At least I think they do. Maybe I’m just sensitive because I’d gotten used to something different.
I’ll tell you what I can get used to. Being number “2” at the DMV. That’s right. I went to the DMV last week and the first thing I saw was a footstool. And on that stool was a crate. And in that crate was a yellow wooden box. And on top of that yellow box was a sign that said TAKE A NUMBER YOU WILL BE SERVED WHEN YOUR NUMBER IS CALLED. Dangling from the front of the yellow box by a nail, reinforced with string and packaging tape, were handwritten, numbered cards. The front card had a “2” on it. I wanted to hug this little pile of homemade Americana and never let go. I took a picture. Do you know how many hours I’ve spent in DMVs with 250 other sweating pissed-off people listening to a computerized intercom voice say, “Next up, D-75, at window No. 11” and realized I was still in the get-a-number line? Which is the one you get in right before the ‘Oops You Were in the Wrong Line and Didn’t Need a Number at All’ line and then the ’You’re an Idiot Who Didn’t See the Obvious Sign Accidentally Turned Around but Clearly Written in Portuguese and Now You DO Need a Number Just to Be Allowed to Return to Your Bed and Start the Day Over’ line.
But I was the only customer in this DMV. The. Only. One. It was some eerie scene out of I Am Legend where only me and this DMV worker survived and he still decided to come in to work despite all his relatives and the rest of humanity being brutally killed, and I apparently still wanted a legal Kansas driver’s license in case the zombies got really serious about traffic violations. NO. 2! Hallelujah! Zero-minute wait! I didn’t even bother taking the number and strolled to the counter like a no-talent celebrity at a nightclub opening, the only small difference being there was no one there to see it. No matter, it was a triumphant moment. Until of course my proof of residence was deemed pathetic and I spent two days tracking down the right paperwork and returned the next week only to be rejected again, this time as dreaded number 13. It was, as it turns out, still a DMV. Think of it as a national chain of horror-themed amusement parks. The experience needs to be universal.

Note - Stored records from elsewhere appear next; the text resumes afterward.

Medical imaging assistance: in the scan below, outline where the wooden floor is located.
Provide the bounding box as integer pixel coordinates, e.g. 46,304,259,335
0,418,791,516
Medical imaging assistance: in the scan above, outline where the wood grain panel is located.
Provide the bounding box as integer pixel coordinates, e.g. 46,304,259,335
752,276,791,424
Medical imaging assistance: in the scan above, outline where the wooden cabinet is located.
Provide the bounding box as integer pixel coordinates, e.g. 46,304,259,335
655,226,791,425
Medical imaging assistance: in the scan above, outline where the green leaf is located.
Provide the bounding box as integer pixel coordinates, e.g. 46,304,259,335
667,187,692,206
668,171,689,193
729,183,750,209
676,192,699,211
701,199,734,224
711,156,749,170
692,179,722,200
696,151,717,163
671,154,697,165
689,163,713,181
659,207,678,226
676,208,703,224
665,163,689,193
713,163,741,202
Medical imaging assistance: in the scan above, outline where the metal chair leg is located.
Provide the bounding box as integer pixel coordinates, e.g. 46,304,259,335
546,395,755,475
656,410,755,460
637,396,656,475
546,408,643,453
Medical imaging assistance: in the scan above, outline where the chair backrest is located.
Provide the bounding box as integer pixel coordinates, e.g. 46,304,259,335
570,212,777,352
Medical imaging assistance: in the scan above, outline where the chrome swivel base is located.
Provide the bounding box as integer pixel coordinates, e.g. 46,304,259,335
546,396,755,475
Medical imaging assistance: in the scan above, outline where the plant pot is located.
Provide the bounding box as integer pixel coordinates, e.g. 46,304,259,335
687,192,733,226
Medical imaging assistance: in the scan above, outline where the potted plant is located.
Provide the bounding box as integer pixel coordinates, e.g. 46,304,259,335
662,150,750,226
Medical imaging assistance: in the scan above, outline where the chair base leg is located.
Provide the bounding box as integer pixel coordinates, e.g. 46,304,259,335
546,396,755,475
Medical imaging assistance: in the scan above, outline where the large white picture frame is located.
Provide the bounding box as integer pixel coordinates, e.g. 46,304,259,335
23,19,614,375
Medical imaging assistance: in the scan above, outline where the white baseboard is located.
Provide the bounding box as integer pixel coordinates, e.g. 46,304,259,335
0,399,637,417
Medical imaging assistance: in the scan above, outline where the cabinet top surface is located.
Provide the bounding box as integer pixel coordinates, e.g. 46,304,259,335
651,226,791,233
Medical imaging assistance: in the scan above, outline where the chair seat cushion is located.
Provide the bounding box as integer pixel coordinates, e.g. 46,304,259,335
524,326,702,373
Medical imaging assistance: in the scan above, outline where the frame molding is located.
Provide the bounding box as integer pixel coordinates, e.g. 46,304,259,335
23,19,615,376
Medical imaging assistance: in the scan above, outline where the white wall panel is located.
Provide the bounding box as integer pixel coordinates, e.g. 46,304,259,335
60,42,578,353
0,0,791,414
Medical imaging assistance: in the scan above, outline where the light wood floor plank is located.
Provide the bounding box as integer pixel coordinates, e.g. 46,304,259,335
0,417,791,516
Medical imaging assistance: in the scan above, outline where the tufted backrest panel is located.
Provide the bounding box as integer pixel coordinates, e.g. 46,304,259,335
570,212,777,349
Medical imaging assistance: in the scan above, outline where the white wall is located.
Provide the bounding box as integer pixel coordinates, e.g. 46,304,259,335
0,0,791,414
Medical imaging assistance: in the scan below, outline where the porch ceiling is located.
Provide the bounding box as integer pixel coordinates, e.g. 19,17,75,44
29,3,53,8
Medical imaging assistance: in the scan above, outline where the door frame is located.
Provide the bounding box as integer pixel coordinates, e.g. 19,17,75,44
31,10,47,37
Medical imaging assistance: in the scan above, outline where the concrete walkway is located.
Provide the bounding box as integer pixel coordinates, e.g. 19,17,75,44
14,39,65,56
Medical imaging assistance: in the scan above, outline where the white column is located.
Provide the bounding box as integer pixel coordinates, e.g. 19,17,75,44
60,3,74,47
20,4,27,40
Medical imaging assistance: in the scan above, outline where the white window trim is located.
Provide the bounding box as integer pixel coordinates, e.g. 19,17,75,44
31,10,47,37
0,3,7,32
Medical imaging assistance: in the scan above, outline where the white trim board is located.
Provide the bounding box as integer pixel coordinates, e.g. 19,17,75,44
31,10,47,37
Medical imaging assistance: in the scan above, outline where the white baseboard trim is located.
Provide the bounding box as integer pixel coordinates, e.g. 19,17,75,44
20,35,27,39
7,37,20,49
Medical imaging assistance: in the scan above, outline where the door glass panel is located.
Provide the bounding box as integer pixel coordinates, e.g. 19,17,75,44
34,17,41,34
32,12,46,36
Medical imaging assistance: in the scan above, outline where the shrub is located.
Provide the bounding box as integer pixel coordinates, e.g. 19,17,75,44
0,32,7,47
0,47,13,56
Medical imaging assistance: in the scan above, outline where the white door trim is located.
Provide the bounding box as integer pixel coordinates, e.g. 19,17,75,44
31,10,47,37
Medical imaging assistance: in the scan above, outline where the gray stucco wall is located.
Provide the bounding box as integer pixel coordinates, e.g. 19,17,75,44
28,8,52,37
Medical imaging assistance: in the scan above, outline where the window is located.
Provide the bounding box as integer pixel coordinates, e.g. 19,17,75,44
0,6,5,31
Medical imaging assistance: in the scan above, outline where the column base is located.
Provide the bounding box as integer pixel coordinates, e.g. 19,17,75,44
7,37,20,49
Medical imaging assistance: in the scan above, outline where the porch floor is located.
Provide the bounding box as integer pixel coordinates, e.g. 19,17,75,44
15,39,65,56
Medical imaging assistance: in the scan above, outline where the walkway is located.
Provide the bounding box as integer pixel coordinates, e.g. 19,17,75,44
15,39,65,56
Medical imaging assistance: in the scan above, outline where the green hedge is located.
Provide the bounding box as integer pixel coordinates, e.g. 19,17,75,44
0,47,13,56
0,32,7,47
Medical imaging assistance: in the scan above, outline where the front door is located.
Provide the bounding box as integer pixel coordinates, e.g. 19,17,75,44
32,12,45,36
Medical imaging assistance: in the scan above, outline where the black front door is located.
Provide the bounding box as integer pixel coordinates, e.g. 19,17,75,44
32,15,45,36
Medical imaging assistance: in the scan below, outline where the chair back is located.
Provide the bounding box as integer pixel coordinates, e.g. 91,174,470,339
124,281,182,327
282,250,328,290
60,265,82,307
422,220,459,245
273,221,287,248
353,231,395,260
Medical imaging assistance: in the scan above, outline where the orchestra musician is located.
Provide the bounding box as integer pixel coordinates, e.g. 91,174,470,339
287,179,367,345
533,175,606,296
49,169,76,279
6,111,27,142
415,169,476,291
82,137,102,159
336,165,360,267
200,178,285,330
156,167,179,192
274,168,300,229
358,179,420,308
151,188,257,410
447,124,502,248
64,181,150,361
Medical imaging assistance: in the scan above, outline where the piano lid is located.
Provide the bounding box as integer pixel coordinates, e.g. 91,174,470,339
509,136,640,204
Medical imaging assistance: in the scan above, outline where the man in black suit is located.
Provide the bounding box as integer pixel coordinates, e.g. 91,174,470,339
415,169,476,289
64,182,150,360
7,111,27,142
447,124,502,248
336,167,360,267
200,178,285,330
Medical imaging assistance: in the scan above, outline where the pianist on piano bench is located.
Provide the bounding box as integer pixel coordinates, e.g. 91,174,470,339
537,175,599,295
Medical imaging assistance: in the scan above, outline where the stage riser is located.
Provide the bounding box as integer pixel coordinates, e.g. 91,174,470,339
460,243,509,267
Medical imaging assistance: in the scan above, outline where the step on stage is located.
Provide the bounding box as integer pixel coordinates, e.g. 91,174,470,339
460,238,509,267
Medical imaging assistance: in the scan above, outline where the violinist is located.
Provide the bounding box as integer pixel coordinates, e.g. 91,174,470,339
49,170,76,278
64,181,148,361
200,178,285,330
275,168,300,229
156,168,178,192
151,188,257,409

I truly am appreciating a lot of small things. One day I drove a farm truck to the mechanic and took running clothes with me, thinking I might have time for a few miles while they worked on it. I changed in the waiting room bathroom. What I didn’t think about is what I would do with my work clothes or phone or wallet while running. I went to the manager, looking about as out of place as you’d expect someone in shorty-shorts to look in a mechanic’s waiting room, practically pleading for help or an idea. “Just put them behind my desk,” he said, motioning at his office. What? No speech about company liability? No ‘it might get stolen’ or ‘we can’t be responsible for’ excuses? This stranger was just going to put my belongings behind his desk and that would be the end of it? Huh?
That’s really weird. I could get used to this. In fact, I probably will get used to this. And then completely take it for granted.